For all the airth/earth like a string of inions


New Member
Portuguese - Brazil
Hi all!
I've been reading Moby Dick by Herman Melville. In the book, there's one passage I don't quite understand the meaning of.

“Wall,” said the landlord, fetching a long breath, “that’s a purty long
sarmon for a chap that rips a little now and then. But be easy, be easy, this here
harpooneer I have been tellin’ you of has just arrived from the south seas, where
he bought up a lot of ’balmed New Zealand heads (great curios, you know),
and he’s sold all on ’em but one, and that one he’s trying to sell to-night, cause
tomorrow’s Sunday, and it would not do to be sellin’ human heads about the
streets when folks is goin’ to churches. He wanted to, last Sunday, but I stopped
him just as he was goin’ out of the door with four heads strung on a string, for all
the airth like a string of inions

I've looked up the definition of "airth" on Wiktionary and it turns out to be just another spelling of earth.

(chiefly Scotland) Alternative spelling of earth.

And "inions" can be

(anatomy) A small protuberance on the external surface of the back of the skull near the neck; the external occipital protuberance.

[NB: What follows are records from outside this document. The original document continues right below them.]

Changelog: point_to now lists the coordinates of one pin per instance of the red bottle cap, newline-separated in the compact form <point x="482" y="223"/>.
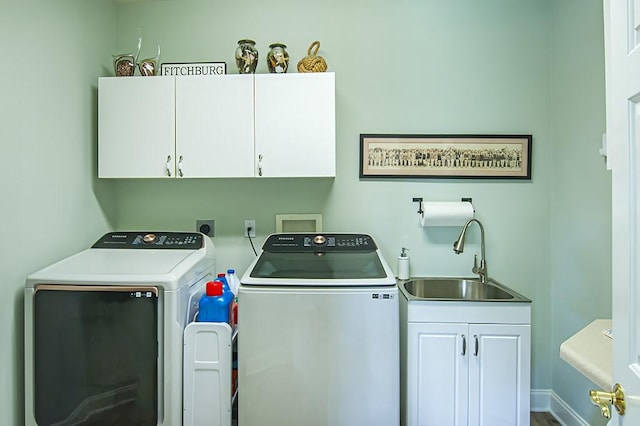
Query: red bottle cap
<point x="214" y="288"/>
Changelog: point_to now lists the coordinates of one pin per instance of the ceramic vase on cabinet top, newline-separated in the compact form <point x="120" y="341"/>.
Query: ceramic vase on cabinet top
<point x="278" y="58"/>
<point x="246" y="56"/>
<point x="125" y="64"/>
<point x="149" y="67"/>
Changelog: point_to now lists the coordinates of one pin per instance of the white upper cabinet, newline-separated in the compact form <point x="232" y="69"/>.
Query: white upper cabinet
<point x="263" y="125"/>
<point x="214" y="126"/>
<point x="136" y="127"/>
<point x="295" y="124"/>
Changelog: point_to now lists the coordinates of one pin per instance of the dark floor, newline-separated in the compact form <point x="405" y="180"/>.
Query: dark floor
<point x="537" y="419"/>
<point x="543" y="419"/>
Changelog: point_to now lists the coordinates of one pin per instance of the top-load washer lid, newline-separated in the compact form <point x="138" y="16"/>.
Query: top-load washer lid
<point x="325" y="259"/>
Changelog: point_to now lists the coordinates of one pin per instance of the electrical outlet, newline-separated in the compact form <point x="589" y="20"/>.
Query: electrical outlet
<point x="249" y="223"/>
<point x="207" y="227"/>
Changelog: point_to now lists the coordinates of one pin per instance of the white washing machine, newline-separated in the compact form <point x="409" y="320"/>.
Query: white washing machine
<point x="318" y="341"/>
<point x="104" y="330"/>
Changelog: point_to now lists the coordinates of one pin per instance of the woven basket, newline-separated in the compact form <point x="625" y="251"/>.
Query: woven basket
<point x="312" y="63"/>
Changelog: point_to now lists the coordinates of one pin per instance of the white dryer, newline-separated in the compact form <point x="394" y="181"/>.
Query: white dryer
<point x="104" y="330"/>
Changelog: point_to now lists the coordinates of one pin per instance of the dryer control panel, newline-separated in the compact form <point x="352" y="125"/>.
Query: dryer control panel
<point x="151" y="240"/>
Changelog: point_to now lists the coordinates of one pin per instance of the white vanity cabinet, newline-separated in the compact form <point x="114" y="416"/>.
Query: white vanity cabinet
<point x="271" y="125"/>
<point x="466" y="363"/>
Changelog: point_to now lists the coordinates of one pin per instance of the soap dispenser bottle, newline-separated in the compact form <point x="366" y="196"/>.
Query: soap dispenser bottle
<point x="403" y="265"/>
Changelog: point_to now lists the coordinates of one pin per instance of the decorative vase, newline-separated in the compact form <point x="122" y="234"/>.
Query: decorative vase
<point x="125" y="63"/>
<point x="149" y="67"/>
<point x="246" y="56"/>
<point x="278" y="58"/>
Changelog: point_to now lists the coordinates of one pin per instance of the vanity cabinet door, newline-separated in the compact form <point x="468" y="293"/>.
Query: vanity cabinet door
<point x="437" y="374"/>
<point x="214" y="126"/>
<point x="136" y="130"/>
<point x="295" y="125"/>
<point x="499" y="377"/>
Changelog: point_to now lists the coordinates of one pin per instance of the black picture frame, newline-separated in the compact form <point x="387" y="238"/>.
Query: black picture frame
<point x="445" y="156"/>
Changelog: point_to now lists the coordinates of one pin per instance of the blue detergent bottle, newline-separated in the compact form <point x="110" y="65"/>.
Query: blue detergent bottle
<point x="225" y="284"/>
<point x="214" y="304"/>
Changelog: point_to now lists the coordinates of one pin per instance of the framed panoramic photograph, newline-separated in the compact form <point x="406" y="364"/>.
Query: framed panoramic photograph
<point x="445" y="156"/>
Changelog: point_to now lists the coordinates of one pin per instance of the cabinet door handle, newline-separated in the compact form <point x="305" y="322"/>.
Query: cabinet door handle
<point x="169" y="165"/>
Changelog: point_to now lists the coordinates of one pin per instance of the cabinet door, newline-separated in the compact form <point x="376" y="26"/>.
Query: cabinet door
<point x="295" y="124"/>
<point x="499" y="374"/>
<point x="437" y="374"/>
<point x="214" y="126"/>
<point x="136" y="131"/>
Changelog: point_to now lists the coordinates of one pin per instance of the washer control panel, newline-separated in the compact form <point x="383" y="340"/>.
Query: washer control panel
<point x="319" y="242"/>
<point x="151" y="240"/>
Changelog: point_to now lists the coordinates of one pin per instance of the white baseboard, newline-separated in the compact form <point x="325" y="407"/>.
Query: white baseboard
<point x="548" y="400"/>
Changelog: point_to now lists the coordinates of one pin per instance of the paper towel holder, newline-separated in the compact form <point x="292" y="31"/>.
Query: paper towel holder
<point x="421" y="210"/>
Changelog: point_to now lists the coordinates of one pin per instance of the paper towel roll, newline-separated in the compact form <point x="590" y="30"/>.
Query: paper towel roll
<point x="446" y="213"/>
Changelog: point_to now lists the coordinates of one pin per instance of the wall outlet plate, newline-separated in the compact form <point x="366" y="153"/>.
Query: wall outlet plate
<point x="249" y="223"/>
<point x="207" y="227"/>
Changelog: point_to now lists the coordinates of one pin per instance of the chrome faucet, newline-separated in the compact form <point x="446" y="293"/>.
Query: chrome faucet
<point x="458" y="247"/>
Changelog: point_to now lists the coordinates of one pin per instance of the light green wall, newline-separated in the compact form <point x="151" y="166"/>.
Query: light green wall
<point x="581" y="195"/>
<point x="401" y="67"/>
<point x="409" y="66"/>
<point x="52" y="204"/>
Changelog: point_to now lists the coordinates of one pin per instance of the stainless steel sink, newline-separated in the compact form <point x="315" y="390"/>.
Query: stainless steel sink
<point x="458" y="289"/>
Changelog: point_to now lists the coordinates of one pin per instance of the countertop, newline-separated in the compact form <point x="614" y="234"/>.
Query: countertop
<point x="591" y="353"/>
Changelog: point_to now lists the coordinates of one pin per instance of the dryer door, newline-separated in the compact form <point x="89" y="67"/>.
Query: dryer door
<point x="95" y="355"/>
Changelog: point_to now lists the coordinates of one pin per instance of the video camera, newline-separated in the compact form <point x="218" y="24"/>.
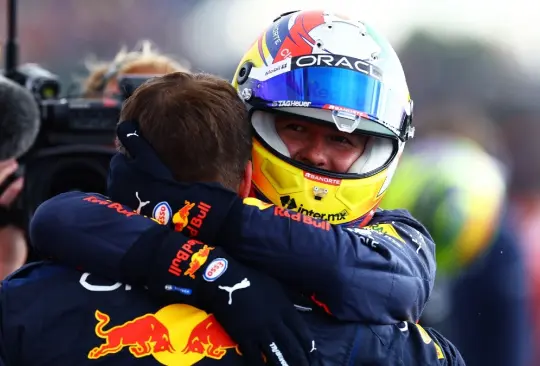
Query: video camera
<point x="76" y="138"/>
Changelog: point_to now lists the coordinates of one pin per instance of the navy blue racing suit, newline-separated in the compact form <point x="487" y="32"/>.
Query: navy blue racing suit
<point x="381" y="274"/>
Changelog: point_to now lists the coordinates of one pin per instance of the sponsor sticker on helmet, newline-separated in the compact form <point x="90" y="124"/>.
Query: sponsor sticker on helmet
<point x="215" y="269"/>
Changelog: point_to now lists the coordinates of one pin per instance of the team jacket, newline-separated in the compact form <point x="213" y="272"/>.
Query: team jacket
<point x="52" y="315"/>
<point x="382" y="273"/>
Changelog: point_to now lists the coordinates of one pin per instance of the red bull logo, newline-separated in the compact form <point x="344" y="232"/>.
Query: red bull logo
<point x="175" y="335"/>
<point x="308" y="220"/>
<point x="182" y="221"/>
<point x="209" y="338"/>
<point x="183" y="254"/>
<point x="197" y="260"/>
<point x="142" y="336"/>
<point x="112" y="205"/>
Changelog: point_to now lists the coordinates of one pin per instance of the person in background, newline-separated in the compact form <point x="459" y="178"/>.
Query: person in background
<point x="19" y="127"/>
<point x="479" y="300"/>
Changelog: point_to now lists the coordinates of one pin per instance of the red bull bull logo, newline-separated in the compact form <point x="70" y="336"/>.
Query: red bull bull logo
<point x="209" y="338"/>
<point x="197" y="260"/>
<point x="175" y="335"/>
<point x="142" y="336"/>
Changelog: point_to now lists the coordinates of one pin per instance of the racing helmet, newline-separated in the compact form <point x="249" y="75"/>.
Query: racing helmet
<point x="328" y="69"/>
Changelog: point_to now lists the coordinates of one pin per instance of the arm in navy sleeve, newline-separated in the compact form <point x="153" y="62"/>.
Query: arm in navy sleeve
<point x="382" y="273"/>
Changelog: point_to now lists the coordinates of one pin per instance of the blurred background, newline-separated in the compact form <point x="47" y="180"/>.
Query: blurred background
<point x="472" y="69"/>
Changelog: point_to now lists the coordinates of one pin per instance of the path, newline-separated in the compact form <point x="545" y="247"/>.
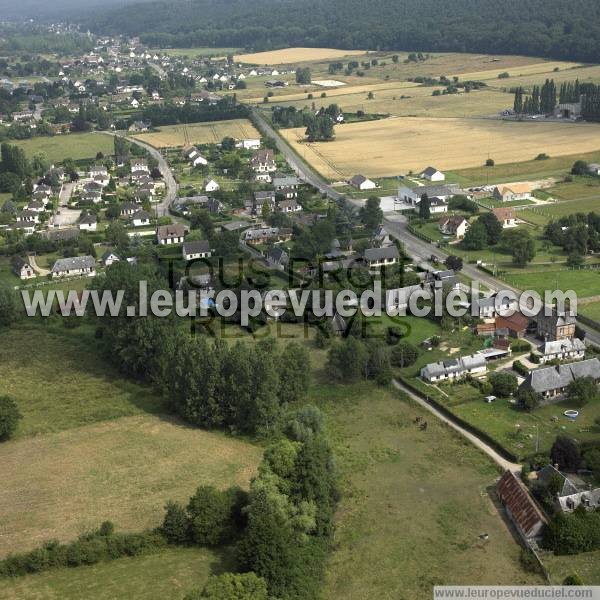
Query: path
<point x="495" y="456"/>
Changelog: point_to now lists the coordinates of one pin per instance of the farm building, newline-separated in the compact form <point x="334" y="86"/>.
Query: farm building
<point x="512" y="192"/>
<point x="569" y="349"/>
<point x="506" y="216"/>
<point x="454" y="368"/>
<point x="360" y="182"/>
<point x="194" y="250"/>
<point x="520" y="507"/>
<point x="552" y="382"/>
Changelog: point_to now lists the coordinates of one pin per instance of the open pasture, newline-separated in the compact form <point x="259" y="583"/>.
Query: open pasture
<point x="396" y="145"/>
<point x="288" y="56"/>
<point x="387" y="468"/>
<point x="168" y="574"/>
<point x="57" y="486"/>
<point x="72" y="145"/>
<point x="171" y="136"/>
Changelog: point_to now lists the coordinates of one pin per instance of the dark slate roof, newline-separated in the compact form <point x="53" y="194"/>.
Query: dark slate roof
<point x="548" y="379"/>
<point x="76" y="262"/>
<point x="196" y="247"/>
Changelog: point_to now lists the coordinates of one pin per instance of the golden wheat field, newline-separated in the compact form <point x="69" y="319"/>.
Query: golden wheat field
<point x="171" y="136"/>
<point x="294" y="55"/>
<point x="57" y="486"/>
<point x="396" y="145"/>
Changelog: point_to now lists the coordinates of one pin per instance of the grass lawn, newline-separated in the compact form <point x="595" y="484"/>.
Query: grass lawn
<point x="414" y="503"/>
<point x="169" y="574"/>
<point x="59" y="381"/>
<point x="519" y="171"/>
<point x="517" y="430"/>
<point x="585" y="282"/>
<point x="73" y="145"/>
<point x="585" y="565"/>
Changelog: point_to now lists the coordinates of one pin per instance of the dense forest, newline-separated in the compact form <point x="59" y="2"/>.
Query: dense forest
<point x="547" y="28"/>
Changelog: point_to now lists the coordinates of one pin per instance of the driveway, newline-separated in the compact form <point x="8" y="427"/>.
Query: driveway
<point x="483" y="446"/>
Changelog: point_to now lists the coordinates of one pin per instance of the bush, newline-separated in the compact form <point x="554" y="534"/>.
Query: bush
<point x="9" y="417"/>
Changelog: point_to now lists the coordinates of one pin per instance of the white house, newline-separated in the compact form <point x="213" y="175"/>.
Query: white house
<point x="140" y="219"/>
<point x="88" y="223"/>
<point x="432" y="174"/>
<point x="569" y="349"/>
<point x="360" y="182"/>
<point x="454" y="368"/>
<point x="211" y="186"/>
<point x="195" y="250"/>
<point x="170" y="234"/>
<point x="75" y="266"/>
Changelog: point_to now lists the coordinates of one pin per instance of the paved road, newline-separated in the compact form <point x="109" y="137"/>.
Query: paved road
<point x="420" y="250"/>
<point x="162" y="208"/>
<point x="301" y="168"/>
<point x="499" y="460"/>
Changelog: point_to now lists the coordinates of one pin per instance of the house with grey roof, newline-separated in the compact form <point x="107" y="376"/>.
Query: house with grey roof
<point x="454" y="368"/>
<point x="74" y="267"/>
<point x="195" y="250"/>
<point x="381" y="257"/>
<point x="413" y="195"/>
<point x="568" y="349"/>
<point x="552" y="382"/>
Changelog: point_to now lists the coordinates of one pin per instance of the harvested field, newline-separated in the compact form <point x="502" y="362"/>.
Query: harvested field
<point x="294" y="55"/>
<point x="519" y="70"/>
<point x="403" y="101"/>
<point x="57" y="486"/>
<point x="213" y="132"/>
<point x="391" y="146"/>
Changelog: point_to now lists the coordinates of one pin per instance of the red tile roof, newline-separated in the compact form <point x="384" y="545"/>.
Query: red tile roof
<point x="517" y="500"/>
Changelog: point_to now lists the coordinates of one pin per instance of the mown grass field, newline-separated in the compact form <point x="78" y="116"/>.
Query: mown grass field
<point x="169" y="574"/>
<point x="58" y="486"/>
<point x="372" y="148"/>
<point x="60" y="381"/>
<point x="93" y="446"/>
<point x="414" y="503"/>
<point x="73" y="145"/>
<point x="585" y="282"/>
<point x="199" y="133"/>
<point x="288" y="56"/>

But I suppose it's just the author reproducing the language variation of the landlord as in "Wall", "sarmon", etc. So I suppose that just means "onions", which makes a lot of sense in the context.

But still, it doesn't seem clear to me the meaning of "for all the earth" in that context. Could someone help me with that?
  • Casartelli

    New Member
    Portuguese - Brazil
    This is an out-of-date phrase, but it is common in older books. So "the source" is many books that Glasguensis has read.
    The reason I asked the source is that I didn't find the expression in the dictionaries that I usually do my search on. So if he could indicate where the information came from, it would be very useful to me in the future. But if it came from his own experience in reading books, that's fine. Appreciate your help!


    Senior Member
    English - England
    The dialogue is written in such a way as to convey that the landlord is speaking in a particular dialect – which explains the strange spellings of earth and onions (as airth and inions). There is no real word spelt airth, as far as I can see. And I’ve never come across “for all the earth”. As velisarius points out, the standard version of that is “for all the world [like]”.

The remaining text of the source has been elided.